SICUREZZA DIGITALE

HO.mobile alza bandiera bianca. Avevamo ragione noi.

L’esfiltrazione dei dati personali c’è stata. Caso risolto.

Il lungo silenzio è stato infranto. Oggi poco dopo le 13,30 i telefonini degli abbonati HO.mobile hanno ricevuto il fatidico SMS con cui il gestore ammette di essere stato vittima di una incursione hacker che ha concesso a malintenzionati di accedere ai dati personali della sua clientela.“Ti scriviamo per informarti che purtroppo ho. Mobile, come numerose altre aziende, e’ rimasta vittima di crimini informatici che si sono intensificati durante la pandemia.

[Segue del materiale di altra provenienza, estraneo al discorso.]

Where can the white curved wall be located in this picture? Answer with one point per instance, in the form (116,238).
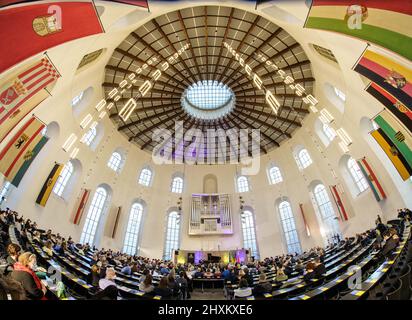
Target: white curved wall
(58,212)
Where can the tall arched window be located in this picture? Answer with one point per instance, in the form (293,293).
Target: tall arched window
(357,175)
(289,227)
(90,136)
(172,235)
(329,132)
(133,228)
(326,211)
(93,216)
(63,179)
(145,177)
(249,233)
(242,184)
(304,159)
(275,176)
(177,185)
(115,161)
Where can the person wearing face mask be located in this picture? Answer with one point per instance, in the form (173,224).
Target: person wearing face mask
(24,273)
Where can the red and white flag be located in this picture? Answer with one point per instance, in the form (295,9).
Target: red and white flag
(21,93)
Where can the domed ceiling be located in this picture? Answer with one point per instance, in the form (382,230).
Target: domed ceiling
(207,66)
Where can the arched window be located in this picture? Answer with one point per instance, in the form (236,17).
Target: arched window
(90,136)
(339,94)
(5,190)
(115,161)
(304,159)
(327,214)
(357,175)
(329,132)
(63,179)
(145,177)
(172,235)
(289,227)
(133,228)
(76,100)
(249,233)
(177,185)
(93,216)
(275,176)
(242,184)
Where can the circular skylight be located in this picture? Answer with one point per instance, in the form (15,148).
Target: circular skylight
(208,99)
(208,94)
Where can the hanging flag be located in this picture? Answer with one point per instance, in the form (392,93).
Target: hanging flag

Fortunatamente gli utenti erano già stati informati grazie alla stampa che si era premurata di parlare del fattaccio nei giorni passati. Anche Infosec News nella mattinata del 31 dicembre aveva allertato i propri lettori fornendo una serie di consigli utili per evitare fastidiose possibili sorprese. Ieri eravamo tornati sull’argomento parlando della Caporetto dell’operatore telefonico low cost di Vodafone e invocando una dignitosa resa dinanzi all’evidenza.

L’incipit del breve messaggio di testo inoltrato ai propri clienti contiene uno sconfortato “purtroppo” che sembra addebitare l’incidente alla malasorte (e non, come sarebbe, alla inidoneità delle misure di sicurezza adottate) e un “come numerose altre aziende” quasi il mal comune fosse mezzo gaudio.

Ogni commento è superfluo.

Incuriosisce il fatto che nessuno a “casa HO.mobile” abbia mai letto l’articolo 34 del Regolamento Europeo in materia di privacy (il non mai abbastanza lodato GDPR) che parla di “Comunicazione di una violazione dei dati personali all’interessato”.

Tale norma stabilisce al primo comma che “Quando la violazione dei dati personali è suscettibile di presentare un rischio elevato per i diritti e le libertà delle persone fisiche, il titolare del trattamento comunica la violazione all’interessato senza ingiustificato ritardo”.

Visto che la storia risale all’anno scorso e – anche a non voler esser spiritosi anche perché c’è ben poco da ridere – se ne parla dal 29 dicembre, piacerebbe conoscere l’interpretazione che esperti e consulenti hanno voluto suggerire al top management a proposito del “senza ingiustificato ritardo”.

Tale comunicazione è obbligatoria e non sembrano ricorrere le condizioni che – al terzo comma del medesimo articolo – la rendono “non richiesta”.

Pare che non ci fossero “le misure tecniche ed organizzative di protezione … destinate a rendere i dati personali incomprensibili a chiunque non sia autorizzato ad accedervi, quali la cifratura”, come si legge alla lettera a) del comma 3.

Probabilmente si sbaglia ma non si ha l’impressione che sia soddisfatta nemmeno la condizione di cui alla lettera b) secondo la quale “il titolare del trattamento ha successivamente adottato misure atte a scongiurare il sopraggiungere di un rischio elevato per i diritti e le libertà degli interessati”.

Non si venga poi a raccontare che “detta comunicazione richiederebbe sforzi sproporzionati”, perché l’SMS tardivo è la dimostrazione plateale che gli utenti erano raggiungibili con un paio di clic e senza alcun onere per chi vi doveva provvedere.

Il Garante per la protezione dei dati personali saprà equamente giudicare. Ci si augura che le 72 ore per la “notificazione” non siano state considerate in maniera elastica come il “senza ingiustificato ritardo” con cui HO.mobile ha proceduto alla comunicazione agli utenti.